We spent a lot of time discussing surrogate mothers, and also the problem of finding someone to look after the child when we were at work. Neither of us wanted to become a full-time house-father as Jon had been. We were not far enough advanced in our careers to go down that route. So Tim would have to find a suitable full-time Nanny for us. That might prove difficult, even with money no object. I did wonder if my mother knew anyone suitable.
A phone call or two established that Tim could see us for lunch the following Saturday. We were soon in London, Sandro having travelled free on the train. Tim welcomed us, but what he had to say was disappointing. "If you register to become adoptive parents, your local social services department will ask you a lot of intimate questions about your personal lives, and they will demand details about your finances. They may suggest that you are too young to adopt. You will have to undergo this questioning whatever route you decide to take.
"As far as surrogacy is concerned, you have to remember that the mother has absolute rights over the baby's future. She can change her mind at any time until the adoption order is finalized, and her decision overrules any contract or agreement previously made and however much has been spent on her expenses. If you decide to let her feed the baby and only adopt after weaning, the chances are even greater that she will decide to keep the child! And as far as child care is concerned, we are not an employment agency. We could go to such an agency on your behalf, but with no guarantee of success. You could of course try looking abroad for a baby, but I do not recommend that route, as there is no way to be sure that a child so obtained could become legally yours.
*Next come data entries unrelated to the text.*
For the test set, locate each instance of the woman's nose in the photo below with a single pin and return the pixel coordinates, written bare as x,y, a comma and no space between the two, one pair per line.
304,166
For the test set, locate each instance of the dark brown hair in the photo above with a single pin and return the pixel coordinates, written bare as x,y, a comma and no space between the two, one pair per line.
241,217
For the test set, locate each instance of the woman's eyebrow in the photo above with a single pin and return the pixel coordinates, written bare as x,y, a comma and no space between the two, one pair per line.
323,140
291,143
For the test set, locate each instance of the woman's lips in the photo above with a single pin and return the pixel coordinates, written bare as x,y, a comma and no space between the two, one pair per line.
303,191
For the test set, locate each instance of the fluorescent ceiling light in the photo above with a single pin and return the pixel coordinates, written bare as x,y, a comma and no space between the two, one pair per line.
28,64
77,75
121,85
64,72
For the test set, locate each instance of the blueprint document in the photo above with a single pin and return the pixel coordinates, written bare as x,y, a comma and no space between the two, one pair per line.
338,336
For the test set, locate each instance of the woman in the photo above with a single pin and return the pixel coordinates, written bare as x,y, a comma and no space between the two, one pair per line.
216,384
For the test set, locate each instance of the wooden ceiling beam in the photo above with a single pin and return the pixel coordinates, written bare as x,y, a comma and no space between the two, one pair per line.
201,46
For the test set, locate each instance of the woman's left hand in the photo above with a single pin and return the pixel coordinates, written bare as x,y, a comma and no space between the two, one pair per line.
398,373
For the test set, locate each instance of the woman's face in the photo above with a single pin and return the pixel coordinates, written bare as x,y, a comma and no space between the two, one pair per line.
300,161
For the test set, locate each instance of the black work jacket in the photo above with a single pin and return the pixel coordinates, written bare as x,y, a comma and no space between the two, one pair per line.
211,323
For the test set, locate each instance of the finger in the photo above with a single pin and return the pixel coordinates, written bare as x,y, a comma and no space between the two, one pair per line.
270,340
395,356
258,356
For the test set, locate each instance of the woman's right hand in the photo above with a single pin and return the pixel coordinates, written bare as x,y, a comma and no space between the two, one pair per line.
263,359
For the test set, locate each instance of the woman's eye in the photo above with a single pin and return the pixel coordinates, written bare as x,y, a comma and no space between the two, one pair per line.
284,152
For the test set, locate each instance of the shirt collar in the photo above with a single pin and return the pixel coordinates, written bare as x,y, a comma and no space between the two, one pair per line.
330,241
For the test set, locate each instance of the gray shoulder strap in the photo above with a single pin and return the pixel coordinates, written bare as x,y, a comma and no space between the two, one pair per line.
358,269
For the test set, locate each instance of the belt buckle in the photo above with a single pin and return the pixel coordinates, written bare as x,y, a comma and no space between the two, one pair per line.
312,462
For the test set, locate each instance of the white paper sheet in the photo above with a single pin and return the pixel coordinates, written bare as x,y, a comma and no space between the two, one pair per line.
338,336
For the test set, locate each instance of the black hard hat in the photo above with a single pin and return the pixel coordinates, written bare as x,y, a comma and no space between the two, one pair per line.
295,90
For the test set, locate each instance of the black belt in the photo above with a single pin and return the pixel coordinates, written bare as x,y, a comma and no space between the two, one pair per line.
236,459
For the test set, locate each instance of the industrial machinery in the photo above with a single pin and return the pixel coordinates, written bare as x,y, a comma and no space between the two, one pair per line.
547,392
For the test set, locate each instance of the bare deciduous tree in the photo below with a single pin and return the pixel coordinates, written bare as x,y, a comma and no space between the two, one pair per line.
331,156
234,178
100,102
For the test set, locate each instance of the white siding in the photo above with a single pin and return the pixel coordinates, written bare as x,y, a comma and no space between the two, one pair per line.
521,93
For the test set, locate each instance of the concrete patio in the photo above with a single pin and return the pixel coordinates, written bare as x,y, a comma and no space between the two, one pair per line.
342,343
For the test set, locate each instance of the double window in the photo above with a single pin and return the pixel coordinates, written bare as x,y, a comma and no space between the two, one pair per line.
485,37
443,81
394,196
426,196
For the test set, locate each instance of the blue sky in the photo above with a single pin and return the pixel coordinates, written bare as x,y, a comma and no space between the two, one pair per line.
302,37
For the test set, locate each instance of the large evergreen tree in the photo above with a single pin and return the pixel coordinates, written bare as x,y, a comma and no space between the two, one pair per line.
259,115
"In the matter of child care, there is no substitute for personal recommendation. Maybe your mother could help in that, Dom. It is, I know, a far-fetched suggestion, but the best surrogate would be someone that you know and trust, though that would not in any way guarantee that she would not decide to keep the baby.
"If you go to Social Services and get put on their adoption list, you might have to wait for years, unless you are prepared to adopt a non-white or handicapped child. And many local authorities are against cross-racial adoption. Another method that might work, but would be difficult in the long term, is the
mΓ©nage Γ trois
route. You persuade a woman you know to move in as housekeeper, and if the arrangement works, you either fuck her or inseminate her with a syringe, depending on how willing she is to have sexual relations. You would then have built-in child care, but your housekeeper would have to be lesbian for that to work, and then there is the risk that she might run off with a woman and maybe even take your child with her!"
We went home feeling quite depressed at this discouraging meeting. But we did make one important decision. Our cosy rented house in Swindon was too small for a family, especially if we had a resident nanny. With a single bathroom, we had barely managed when my parents were visiting. So we decided to look around for something bigger, with help from family money. The countryside between Swindon and Cheltenham is very beautiful, consisting of sandstone hills called the Cotswolds. It is a highly desirable residential area, and house prices are sky-high.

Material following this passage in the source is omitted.